Ce joli écrin à la couverture enneigée invite à se faufiler par la porte entrebâillée de cette vieille maison de l'île de Montréal. Mais à qui appartient cette voix chaleureuse dont je perçois le petit accent québécois ? Oui, je ne me trompe pas, c'est bien la maison, craquant sous les vents glacés de l'hiver, dans l'impossibilité de garder dans ses murs la chaleur des fourneaux, qui me parle de celle, seule, qui l'habite aujourd'hui et gratte les vieux papiers peints et les peintures écaillées, arrache la moquette, décrasse, lessive, dégraisse. Il semble qu'elle soit là depuis le début de l'été, travaillant avec rudesse et obsession pour redonner de l'éclat à cet intérieur abandonné depuis longtemps. Et, sous ses mains qui s'affairent, la maison se sent respectée même si sa petite Française, comme elle la nomme, ignore encore qu'elle a une âme.
Elle a choisi la grande chambre du fond avec son poêle en faïence blanche jamais utilisé. Celle-ci est la plus belle, mais son choix a été aussi motivé par la sensation que cette pièce n'exhale aucun parfum du passé, aucune histoire, contrairement au salon regorgeant d'objets remisés, témoins d'un vécu dont elle ne désire pas encombrer ses pensées. D'ailleurs penser, elle ne veut pas.
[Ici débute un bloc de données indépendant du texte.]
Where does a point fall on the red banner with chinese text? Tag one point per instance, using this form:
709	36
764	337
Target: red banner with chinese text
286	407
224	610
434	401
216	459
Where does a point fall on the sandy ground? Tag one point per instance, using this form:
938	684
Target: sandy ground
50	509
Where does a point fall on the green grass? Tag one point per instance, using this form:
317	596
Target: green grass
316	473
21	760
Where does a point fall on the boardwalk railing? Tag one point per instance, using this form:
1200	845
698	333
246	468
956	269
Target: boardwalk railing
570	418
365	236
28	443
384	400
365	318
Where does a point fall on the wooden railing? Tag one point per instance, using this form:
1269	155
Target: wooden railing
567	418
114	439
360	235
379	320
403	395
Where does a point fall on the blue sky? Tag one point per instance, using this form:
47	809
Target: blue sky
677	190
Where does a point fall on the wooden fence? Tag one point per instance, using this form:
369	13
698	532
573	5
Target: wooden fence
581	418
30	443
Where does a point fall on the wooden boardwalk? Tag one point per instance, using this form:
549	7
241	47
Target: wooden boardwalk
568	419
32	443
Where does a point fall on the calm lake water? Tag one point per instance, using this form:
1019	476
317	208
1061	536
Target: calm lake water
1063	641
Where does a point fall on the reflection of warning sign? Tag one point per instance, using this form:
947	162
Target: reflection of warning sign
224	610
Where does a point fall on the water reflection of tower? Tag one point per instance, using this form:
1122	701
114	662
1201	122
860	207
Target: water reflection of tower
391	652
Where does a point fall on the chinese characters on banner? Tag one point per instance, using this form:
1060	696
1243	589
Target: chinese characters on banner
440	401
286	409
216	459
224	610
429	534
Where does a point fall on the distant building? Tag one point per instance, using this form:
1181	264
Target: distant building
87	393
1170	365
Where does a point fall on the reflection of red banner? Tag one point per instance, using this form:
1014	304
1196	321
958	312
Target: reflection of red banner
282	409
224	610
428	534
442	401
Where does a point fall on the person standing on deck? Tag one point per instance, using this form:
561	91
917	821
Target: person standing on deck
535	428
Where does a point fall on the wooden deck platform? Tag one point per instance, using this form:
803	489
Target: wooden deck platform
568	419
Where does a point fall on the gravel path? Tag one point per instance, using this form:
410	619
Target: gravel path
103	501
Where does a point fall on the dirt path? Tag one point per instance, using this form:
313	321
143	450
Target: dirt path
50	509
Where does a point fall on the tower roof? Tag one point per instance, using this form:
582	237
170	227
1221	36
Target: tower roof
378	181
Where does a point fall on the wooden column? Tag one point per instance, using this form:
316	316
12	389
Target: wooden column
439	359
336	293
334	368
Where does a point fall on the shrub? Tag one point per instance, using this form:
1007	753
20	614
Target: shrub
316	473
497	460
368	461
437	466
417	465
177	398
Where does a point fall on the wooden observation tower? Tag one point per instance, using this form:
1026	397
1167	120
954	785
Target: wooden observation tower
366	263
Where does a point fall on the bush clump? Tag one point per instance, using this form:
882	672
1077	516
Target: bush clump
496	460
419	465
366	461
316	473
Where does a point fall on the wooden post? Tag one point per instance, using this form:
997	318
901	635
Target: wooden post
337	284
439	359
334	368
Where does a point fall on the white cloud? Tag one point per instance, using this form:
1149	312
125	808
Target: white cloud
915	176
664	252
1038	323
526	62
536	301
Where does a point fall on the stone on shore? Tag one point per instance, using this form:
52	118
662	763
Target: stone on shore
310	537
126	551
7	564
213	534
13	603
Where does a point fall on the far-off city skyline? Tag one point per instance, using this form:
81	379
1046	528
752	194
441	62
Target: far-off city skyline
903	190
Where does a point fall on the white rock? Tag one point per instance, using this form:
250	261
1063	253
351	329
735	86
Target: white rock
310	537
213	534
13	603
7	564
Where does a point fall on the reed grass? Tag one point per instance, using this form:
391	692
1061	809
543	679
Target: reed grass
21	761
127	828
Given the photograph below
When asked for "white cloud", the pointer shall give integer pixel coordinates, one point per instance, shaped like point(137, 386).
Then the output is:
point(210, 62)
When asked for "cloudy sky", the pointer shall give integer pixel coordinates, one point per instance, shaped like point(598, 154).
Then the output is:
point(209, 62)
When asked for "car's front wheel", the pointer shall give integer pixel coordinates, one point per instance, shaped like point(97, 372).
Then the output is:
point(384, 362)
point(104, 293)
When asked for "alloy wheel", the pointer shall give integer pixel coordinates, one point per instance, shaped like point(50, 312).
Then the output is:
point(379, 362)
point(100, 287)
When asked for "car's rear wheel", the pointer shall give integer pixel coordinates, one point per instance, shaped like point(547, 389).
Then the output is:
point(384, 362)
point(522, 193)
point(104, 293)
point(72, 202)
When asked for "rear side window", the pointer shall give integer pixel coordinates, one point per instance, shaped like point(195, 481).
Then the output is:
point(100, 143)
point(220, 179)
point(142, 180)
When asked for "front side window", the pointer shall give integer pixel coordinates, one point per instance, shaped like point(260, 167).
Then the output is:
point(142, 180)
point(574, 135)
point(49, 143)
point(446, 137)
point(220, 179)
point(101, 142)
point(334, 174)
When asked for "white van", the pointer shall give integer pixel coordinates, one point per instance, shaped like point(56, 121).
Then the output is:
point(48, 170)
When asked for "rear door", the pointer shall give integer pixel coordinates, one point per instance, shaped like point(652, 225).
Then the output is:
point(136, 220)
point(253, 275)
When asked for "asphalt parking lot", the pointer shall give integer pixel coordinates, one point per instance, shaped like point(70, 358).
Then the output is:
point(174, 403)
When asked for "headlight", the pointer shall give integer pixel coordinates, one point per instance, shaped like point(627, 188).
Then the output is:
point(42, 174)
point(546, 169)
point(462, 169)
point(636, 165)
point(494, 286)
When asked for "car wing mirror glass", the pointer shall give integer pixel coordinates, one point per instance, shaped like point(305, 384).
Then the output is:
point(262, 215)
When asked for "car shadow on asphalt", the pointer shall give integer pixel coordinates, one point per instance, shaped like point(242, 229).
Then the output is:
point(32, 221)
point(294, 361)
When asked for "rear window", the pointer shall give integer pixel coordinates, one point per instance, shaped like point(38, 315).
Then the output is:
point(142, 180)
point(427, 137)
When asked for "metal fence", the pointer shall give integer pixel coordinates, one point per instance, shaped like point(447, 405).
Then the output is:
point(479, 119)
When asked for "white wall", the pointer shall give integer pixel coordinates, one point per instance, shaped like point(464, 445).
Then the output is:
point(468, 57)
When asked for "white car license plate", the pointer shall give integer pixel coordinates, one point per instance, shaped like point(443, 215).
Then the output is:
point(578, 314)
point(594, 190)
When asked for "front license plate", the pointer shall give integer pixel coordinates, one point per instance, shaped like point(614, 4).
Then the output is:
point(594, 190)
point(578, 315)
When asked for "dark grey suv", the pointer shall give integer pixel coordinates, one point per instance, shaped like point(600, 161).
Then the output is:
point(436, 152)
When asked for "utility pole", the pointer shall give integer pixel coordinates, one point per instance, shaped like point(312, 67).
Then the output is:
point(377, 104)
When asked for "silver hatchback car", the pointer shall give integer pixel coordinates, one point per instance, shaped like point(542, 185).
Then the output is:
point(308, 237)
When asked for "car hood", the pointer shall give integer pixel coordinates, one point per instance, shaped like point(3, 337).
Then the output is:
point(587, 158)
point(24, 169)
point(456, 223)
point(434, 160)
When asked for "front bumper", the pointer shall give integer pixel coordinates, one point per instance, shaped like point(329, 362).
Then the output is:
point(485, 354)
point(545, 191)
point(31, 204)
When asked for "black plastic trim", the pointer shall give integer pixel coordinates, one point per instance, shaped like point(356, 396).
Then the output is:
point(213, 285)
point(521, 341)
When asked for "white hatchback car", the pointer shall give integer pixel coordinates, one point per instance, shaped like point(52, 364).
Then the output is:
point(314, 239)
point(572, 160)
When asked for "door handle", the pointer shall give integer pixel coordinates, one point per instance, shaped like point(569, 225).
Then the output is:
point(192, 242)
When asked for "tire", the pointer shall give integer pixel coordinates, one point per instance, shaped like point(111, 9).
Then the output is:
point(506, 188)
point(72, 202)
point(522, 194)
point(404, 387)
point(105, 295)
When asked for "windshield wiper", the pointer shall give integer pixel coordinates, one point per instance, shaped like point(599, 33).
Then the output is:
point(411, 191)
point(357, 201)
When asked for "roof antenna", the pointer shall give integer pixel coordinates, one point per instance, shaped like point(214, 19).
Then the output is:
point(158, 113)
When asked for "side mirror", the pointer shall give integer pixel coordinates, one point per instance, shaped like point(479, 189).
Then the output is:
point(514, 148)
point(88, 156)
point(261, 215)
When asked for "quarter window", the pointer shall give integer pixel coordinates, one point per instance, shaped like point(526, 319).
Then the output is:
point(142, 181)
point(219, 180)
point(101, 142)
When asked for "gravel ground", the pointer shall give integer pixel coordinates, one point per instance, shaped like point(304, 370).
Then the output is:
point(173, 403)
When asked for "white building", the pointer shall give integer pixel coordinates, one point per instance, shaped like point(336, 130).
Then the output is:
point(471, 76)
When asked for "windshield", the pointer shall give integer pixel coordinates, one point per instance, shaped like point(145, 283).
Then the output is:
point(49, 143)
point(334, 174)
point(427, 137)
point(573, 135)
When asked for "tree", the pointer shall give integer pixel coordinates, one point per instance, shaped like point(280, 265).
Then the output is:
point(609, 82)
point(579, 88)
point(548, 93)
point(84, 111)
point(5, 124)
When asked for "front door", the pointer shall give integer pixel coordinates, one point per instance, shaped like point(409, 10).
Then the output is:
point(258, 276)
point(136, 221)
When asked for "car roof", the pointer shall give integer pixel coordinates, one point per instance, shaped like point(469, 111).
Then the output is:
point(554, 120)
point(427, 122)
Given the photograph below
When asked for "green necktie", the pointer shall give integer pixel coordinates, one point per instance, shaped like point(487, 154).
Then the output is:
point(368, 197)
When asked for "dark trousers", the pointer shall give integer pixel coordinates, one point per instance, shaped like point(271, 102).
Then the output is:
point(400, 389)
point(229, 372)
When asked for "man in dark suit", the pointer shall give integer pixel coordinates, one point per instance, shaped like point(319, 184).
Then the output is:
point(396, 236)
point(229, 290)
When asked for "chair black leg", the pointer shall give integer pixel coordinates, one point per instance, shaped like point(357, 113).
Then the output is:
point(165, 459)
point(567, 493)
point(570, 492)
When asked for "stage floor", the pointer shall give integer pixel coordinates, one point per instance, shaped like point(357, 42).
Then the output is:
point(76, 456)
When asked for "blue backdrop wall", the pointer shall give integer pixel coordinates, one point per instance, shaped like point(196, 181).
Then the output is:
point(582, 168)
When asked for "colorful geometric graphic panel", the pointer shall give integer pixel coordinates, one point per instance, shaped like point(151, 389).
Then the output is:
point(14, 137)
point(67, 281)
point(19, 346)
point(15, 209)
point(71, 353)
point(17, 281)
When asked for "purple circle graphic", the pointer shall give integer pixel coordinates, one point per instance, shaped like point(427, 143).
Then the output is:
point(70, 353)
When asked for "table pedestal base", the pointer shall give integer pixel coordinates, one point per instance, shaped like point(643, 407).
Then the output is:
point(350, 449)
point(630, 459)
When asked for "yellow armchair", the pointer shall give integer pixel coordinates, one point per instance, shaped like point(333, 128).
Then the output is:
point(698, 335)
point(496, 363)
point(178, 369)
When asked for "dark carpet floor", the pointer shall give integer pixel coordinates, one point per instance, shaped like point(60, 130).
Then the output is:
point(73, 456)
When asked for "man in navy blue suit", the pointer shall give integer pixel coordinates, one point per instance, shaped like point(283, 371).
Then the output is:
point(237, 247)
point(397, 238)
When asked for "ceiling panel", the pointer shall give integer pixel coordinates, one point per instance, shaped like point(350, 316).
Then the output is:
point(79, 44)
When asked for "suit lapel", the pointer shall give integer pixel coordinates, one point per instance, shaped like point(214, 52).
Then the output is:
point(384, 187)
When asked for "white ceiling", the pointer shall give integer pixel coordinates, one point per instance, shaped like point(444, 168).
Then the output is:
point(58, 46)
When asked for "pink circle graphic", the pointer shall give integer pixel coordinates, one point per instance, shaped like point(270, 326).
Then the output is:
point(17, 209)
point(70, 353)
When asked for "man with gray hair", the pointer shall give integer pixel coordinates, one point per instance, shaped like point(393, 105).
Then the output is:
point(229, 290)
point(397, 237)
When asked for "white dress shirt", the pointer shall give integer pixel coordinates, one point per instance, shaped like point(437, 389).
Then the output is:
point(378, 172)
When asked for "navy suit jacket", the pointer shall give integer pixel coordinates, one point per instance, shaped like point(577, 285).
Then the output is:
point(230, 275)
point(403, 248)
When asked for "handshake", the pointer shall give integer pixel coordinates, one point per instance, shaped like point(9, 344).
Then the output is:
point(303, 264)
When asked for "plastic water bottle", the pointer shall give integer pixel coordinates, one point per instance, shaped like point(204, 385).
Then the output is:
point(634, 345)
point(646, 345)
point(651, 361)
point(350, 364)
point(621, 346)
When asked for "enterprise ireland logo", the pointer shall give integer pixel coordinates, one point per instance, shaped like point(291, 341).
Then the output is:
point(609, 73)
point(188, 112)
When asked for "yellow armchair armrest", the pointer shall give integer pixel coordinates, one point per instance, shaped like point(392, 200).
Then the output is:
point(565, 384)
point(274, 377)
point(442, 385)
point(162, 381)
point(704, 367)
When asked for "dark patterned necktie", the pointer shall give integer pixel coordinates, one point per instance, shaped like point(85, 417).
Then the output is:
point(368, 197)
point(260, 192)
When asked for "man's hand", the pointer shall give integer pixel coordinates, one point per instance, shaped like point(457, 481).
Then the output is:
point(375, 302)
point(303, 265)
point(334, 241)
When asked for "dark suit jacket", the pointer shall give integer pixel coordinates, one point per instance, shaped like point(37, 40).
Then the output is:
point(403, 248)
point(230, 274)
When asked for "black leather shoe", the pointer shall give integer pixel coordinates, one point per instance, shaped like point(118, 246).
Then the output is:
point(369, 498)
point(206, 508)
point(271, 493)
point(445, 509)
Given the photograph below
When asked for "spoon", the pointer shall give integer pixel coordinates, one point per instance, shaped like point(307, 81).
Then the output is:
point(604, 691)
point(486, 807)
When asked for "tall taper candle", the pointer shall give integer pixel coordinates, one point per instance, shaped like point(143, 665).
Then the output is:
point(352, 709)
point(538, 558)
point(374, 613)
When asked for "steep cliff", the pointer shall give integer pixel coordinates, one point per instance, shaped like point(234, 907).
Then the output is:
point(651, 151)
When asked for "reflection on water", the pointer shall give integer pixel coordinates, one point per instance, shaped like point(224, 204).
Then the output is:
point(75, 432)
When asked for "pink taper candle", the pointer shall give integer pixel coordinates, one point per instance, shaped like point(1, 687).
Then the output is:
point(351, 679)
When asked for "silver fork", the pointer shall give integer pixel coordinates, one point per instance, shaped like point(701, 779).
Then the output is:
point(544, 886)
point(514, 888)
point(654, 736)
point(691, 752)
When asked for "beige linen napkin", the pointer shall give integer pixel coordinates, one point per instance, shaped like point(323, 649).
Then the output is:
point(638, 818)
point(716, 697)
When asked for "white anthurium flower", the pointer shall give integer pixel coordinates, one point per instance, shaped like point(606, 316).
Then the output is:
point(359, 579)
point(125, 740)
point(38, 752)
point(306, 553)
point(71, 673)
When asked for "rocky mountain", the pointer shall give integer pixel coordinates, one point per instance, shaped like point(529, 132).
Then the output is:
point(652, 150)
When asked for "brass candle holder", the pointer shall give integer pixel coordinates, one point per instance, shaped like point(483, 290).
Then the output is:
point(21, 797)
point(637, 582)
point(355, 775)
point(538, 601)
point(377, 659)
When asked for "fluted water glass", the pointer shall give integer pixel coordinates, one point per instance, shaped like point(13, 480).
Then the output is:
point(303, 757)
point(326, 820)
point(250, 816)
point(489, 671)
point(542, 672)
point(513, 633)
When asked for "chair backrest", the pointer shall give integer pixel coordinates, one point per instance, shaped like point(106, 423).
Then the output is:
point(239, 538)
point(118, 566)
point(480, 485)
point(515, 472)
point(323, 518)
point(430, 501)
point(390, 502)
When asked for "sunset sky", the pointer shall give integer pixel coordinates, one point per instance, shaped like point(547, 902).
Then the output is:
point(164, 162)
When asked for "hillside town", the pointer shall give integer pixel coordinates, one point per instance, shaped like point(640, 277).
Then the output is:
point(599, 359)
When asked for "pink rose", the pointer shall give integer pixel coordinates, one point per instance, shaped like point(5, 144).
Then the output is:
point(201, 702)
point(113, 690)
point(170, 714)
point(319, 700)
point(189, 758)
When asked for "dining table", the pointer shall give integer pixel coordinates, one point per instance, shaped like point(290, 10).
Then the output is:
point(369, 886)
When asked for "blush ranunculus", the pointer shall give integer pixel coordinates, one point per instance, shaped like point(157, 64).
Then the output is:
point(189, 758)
C'est pour cela qu'elle gratte, qu'elle frotte et s'acharne de plus belle dès que des vagues de chagrin déferlent en elle.
Elle nous parle aussi, et la fragilité blottie dans ses propos fait peine.
Dehors, à la porte de la maison, la fureur des huit voies de l'autoroute charriant ses milliers de véhicules. le bois et les fenêtres vibrent sous l'assaut de la circulation mais pas que…
Le gros hiver sévit, se gonfle sous le souffle du vent, se pétrifie dans ses stalactites et son verglas. L'hiver polaire québécois nous saisit, avec la dégringolade de ses températures.
Valérie Péronnet nous offre ici un roman attendrissant, une lecture d'une grande douceur, pleine d'émotions, qui vient nous réchauffer au coeur de l'hiver. Une histoire touchante dans laquelle on se love, bien installé sous un édredon, collé à sa bouillotte, un poêle à bois faisant entendre son chaleureux crépitement.
Passée la surprise de certains verbes et adjectifs, devenus des archaïsmes chez nous, leur petite musique chatouille agréablement les oreilles. Une mélodie québécoise, un petit air d'ailleurs.
Cette maison bleue m'a fait d'émouvantes confessions, replongeant dans ses souvenirs avec son ancienne occupante Dumontine. Elle est nostalgique des temps de bonheur, des bonnes odeurs de pain d'épices et de chocolat chaud, du violoncelle qu'elle n'entend plus depuis des lustres.
Et qui mieux placé qu'une maison peut parler intimement de ceux qui se sont abrités dans ses murs ?
Ne pensez pas que cette maison bleue soit hantée, non. Elle est juste emplie des autres.
Au début, sa nouvelle occupante ne veut rien savoir mais la mémoire des lieux est là. de la maison envers celle qui la rénove émanent de la curiosité, de la tendresse, la volonté de comprendre pourquoi ce choix de complète solitude, cette « non-vie », cette sensation de mort intérieure, ce chagrin contenu dans la hargne à la décaper.
Elle est à l'écoute de ses moindres sursauts de mieux-être, du plus petit soupçon de vie, s'attendrit de la petite toune fredonnée de plus en plus souvent, de plus en plus puissamment.
Travaux et reconstruction s'imbriquent. L'idée de lier l'abandon d'une demeure à l'abandon d'une vie donne à ce très joli roman de l'originalité et un charme fou. Un petit bijou à déguster et redéguster dès les premiers froids. Je lui donne donc rendez-vous l'hiver prochain.